How can contractors mitigate the impact of materials shortages?
The past year or so has been a tumultuous period for the global construction industry, with contractors and suppliers grappling with a conveyor belt of new and emerging challenges. One of the most pressing and difficult to navigate issues is material shortages, particularly the ongoing steel crisis.
A global supply shortage has driven up the cost of steel and led to considerable delays, making it extremely difficult for contractors to cost projects, lengthening lead times on those schemes that are already on site and causing developers to place new projects on ice.
Trouble in the international steel market is no new problem, with the most recent rearing its head in early 2020. Availability of the product deteriorated further in recent months, with British Steel temporarily closing its order book for structural steel due to high demand. Orders have now resumed but the closure indicates the severity of the situation.
This tricky period continues for those contractors, developers and suppliers whose projects have been hit by shortages – some of which are simultaneously affected by the continued dearth of other raw materials which are also seeing large price increases driven by demand and lack of supply.
The steel crisis is expected to ease as we head further into the second half of the year, but contractors and suppliers are readying themselves for some difficult conversations as material price inflation threatens to impact the viability of schemes.
Delays can mean that contractors not only lose financial incentives for hitting project completion dates, but potentially also face paying damages for delays
Delays can mean that contractors not only lose financial incentives for hitting project completion dates, but potentially also face paying damages for delays. This leads into part of a large, more historical problem – that margins in construction projects are already very tight, making the financial impact of delays disproportionately significant.
Contractors that tendered projects and failed to take into account how the ongoing shortage of materials might impact the scheme now find themselves in a bind. However, with early, open dialogue, it is possible for contractors to limit the financial impact of material shortages, safeguard their position (and their P&L).
The outcome will largely depend on the wording of the building contract.
Where supply shortages involve plastics, timber or similar interchangeable materials, there is the possibility of substituting an “equal and approved” specification – however, it is vital that this is done under the terms of the contract to avoid breaching the terms agreed.
Unfortunately, where the steel crisis is concerned, such solutions are not possible and the situation is more precarious. Again, open dialogue is essential. It is a challenging situation for the contractor to deal with, but the impact of any project delay will be far-reaching, extending throughout the supply chain.

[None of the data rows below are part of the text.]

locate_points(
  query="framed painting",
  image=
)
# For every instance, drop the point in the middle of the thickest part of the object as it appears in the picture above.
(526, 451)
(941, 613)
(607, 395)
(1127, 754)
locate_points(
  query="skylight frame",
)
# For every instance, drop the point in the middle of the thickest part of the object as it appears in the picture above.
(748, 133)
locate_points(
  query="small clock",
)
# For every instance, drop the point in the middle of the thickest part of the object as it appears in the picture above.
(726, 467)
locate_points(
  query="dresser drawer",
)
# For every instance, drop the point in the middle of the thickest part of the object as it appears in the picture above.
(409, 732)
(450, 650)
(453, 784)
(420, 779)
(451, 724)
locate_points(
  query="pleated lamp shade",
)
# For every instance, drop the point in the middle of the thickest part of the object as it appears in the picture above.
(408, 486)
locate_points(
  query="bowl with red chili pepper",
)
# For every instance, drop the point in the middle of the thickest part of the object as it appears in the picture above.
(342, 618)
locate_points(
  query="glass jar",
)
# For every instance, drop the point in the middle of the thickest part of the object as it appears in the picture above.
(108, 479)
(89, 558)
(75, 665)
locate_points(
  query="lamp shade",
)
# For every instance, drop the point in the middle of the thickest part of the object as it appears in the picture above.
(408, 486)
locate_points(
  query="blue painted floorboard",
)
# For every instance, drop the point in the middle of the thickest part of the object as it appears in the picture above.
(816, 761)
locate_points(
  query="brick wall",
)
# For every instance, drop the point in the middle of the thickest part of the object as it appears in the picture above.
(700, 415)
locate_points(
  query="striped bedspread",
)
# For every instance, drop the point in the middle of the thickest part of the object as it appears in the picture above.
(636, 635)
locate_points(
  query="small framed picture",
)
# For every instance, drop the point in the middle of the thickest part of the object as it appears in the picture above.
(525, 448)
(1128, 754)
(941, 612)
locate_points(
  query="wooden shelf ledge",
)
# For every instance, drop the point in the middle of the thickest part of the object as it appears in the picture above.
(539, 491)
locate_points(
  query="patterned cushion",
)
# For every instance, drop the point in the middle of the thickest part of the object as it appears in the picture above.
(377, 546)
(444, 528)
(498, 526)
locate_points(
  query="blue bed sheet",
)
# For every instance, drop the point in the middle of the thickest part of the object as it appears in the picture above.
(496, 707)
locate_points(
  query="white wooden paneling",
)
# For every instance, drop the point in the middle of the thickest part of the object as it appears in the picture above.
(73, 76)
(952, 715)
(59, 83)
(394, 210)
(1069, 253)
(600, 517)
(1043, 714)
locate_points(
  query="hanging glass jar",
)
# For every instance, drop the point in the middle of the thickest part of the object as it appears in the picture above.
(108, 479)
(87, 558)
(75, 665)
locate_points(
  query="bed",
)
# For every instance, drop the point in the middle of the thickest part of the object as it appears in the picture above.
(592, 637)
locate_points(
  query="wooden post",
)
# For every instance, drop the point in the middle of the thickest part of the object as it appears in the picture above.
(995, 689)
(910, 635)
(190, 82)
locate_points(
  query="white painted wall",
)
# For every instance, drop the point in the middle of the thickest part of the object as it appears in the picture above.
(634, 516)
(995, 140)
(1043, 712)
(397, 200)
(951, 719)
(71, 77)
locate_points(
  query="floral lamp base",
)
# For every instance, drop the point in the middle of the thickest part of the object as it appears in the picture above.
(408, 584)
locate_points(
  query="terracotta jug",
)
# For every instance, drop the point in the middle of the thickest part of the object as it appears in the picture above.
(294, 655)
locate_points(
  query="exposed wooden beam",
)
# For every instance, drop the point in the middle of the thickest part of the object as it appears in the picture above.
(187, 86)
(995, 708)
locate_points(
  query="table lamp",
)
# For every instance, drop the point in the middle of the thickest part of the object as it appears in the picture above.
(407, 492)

It is important to limit the impact as far as possible.
Disruption or delay claims
For the contractor, the default obligation is to complete the work by an agreed date. Construction contracts, usually based on standard forms, include clauses that allow for either extension of the project completion date, or for an increase in the contract sum to get the job done if certain events or matters occur; but rarely do they allow this where the event is a difficulty obtaining steel at the right time.
In many cases, the contractor may not be awarded additional time or money, leaving it unable to complete in the face of significant loss driven by the market. In many cases this may be the last straw for such a contractor who is on the brink of insolvency.
At the very least there will be the distraction and cost of a complex claim for time and money, which the employer would likely prefer to avoid. The last thing the employer wants is increased project cost – not to mention delay to the delivery of the scheme and the associated cost of delay.
When it comes to materials shortages, it is rarely possible to argue that the contract has been frustrated. Any reference to force majeure is equally unlikely to be appropriate.
Mitigating price increases
Indexation clauses will in some cases allow for changes in prices; however, it may not cover materials price inflation.
There is a timeframe for such proposals to be put forward, so it is important to make sure that these requests are made within the specified period.
Termination of the contract
Under most contracts, the contractor is obligated to continue with the work and, if that does not happen, the employer can serve a default notice which, if not corrected may result into termination of contract.
Given the past 18 months, where parties have seen that working through difficult periods can benefit everyone in the long run, it may be that during this next difficult period, working in a spirit of co-operation will minimise disruption to the project as a whole.
Where parties fail to do this, the costs and penalties could be significant.
Helen Daley is a construction partner at JMW Solicitors.